ADVANCE PRICING AGREEMENTS (APA) IN KENYA

Kenya has introduced a significant change to its tax legislation with the insertion of Section 18G into the Income Tax Act (Cap. 470). This new provision, introduces the concept of an Advance Pricing Agreement (APA). This is a crucial development for businesses, particularly multinational enterprises (MNEs), operating in Kenya as it provides a new mechanism for managing transfer pricing risks.

An Advance Pricing Agreement (APA) is a binding agreement between a taxpayer and a tax authority (in this case, the Kenya Revenue Authority (KRA)) that determines, in advance, the transfer pricing method to be applied to a taxpayer’s related-party transactions over a fixed period. In simpler terms, it’s a way for a company and the KRA to agree on a fair price for goods, services, or assets transferred between different parts of the same company (e.g., a Kenyan subsidiary and its foreign parent company). This pre-approved method ensures that the transactions are conducted at an “arm’s length” basis, which is the standard for transfer pricing. The legal framework for APAs was introduced through the Finance Act, 2025, with the insertion of Section 18G into the Income Tax Act (Cap. 470). This new provision will become effective on January 1, 2026.

How an APA Works

The primary purpose of an APA is to provide tax certainty for a specified period, typically up to five years. APAs are especially important in cross-border transactions where pricing between associated enterprises may be scrutinized for potential profit shifting. By agreeing in advance on the arm’s length pricing, both the taxpayer and the revenue authority avoid lengthy audits, adjustments, and litigation. The process generally involves:

  1. A taxpayer initiates the process by submitting a formal application to the KRA, outlining the related-party transactions they wish to cover and proposing a specific transfer pricing methodology.
  2. The KRA and the taxpayer engage in a comprehensive due diligence process. The KRA reviews the proposed methodology, examines the taxpayer’s business operations, and may request additional information. Negotiations then take place to agree on the most appropriate methodology that aligns with the arm’s length principle.
  3. Once both parties reach an agreement, they sign a formal APA. The taxpayer must then adhere to the agreed-upon methodology for the specified period.
  4. The taxpayer is required to submit an annual report to the KRA demonstrating compliance with the terms of the APA. This ensures that the agreement remains valid.

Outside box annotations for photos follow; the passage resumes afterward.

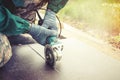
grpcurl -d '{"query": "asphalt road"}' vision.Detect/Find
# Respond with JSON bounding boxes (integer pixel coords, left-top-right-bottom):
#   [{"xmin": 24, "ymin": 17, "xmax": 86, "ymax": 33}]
[{"xmin": 0, "ymin": 24, "xmax": 120, "ymax": 80}]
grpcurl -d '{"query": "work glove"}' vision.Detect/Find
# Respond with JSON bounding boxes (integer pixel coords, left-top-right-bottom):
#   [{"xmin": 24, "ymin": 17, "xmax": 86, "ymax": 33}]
[
  {"xmin": 29, "ymin": 24, "xmax": 57, "ymax": 46},
  {"xmin": 47, "ymin": 0, "xmax": 68, "ymax": 13},
  {"xmin": 29, "ymin": 10, "xmax": 58, "ymax": 45}
]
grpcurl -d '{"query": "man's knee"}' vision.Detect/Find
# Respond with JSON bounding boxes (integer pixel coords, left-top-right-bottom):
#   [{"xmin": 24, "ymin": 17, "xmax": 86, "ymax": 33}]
[{"xmin": 0, "ymin": 33, "xmax": 12, "ymax": 67}]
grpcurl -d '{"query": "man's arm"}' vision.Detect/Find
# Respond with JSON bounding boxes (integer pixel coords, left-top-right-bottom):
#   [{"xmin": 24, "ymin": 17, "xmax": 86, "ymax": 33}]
[{"xmin": 0, "ymin": 5, "xmax": 29, "ymax": 35}]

The introduction of APAs is a global best practice aimed at reducing the likelihood of costly and time-consuming tax disputes. By proactively agreeing on transfer pricing methods, companies can avoid potential adjustments, penalties, and interest that often result from transfer pricing audits.

Key Provisions of the New Section 18G

Section 18G is a concise yet powerful addition to the Income Tax Act. Subsection (1) grants the KRA Commissioner the authority to enter into an APA with a person (a taxpayer) who undertakes a related-party transaction as defined in Section 18(3) or Section 18A. This is a critical provision that empowers the KRA to engage in these agreements.

Subsection (2) clarifies that the amount of income expected from a related-party transaction will be determined in accordance with the APA. This reinforces the principle that transactions between related parties should be priced as if they were conducted between independent entities, a core tenet of transfer pricing. Subsection (3) states that an APA entered under this new section is valid for a maximum of five consecutive years. This provides a reasonable timeframe for businesses to have tax certainty and plan their operations accordingly.

Subsection (4) is a crucial safeguard for the KRA. If the Commissioner finds that a taxpayer obtained an APA through misrepresentation of facts, the agreement will be deemed void. The KRA will then issue a written notice to the taxpayer, effectively revoking the agreement and opening the door for a potential audit and reassessment. Subsection (5) mandates the Cabinet Secretary to create regulations for the “better implementation” of Section 18G within six months of its commencement. This indicates that more detailed guidelines on the application process, documentation requirements, and other administrative aspects are expected soon.

Why this Matters for Your Business

The introduction of APAs in Kenya provides a valuable tool for multinational corporations and other related-party businesses. An APA eliminates the uncertainty and potential for disputes related to transfer pricing. By agreeing on a methodology in advance, you can be confident in your tax position. It significantly reduces the risk of penalties, interest, and double taxation that can arise from KRA audits and adjustments.

While the application process requires an initial investment of time and resources, it can save significant costs and management time in the long run by avoiding prolonged and expensive disputes with the tax authorities. The APA process fosters a cooperative and transparent relationship with the KRA, as both parties work together to find an appropriate transfer pricing solution.

The implementation of Section 18G marks a new era in Kenya’s tax administration, one that prioritizes proactive compliance and mutual agreement. Businesses with significant related-party transactions should consult with legal and tax professionals to assess whether an APA is a suitable strategy for their operations.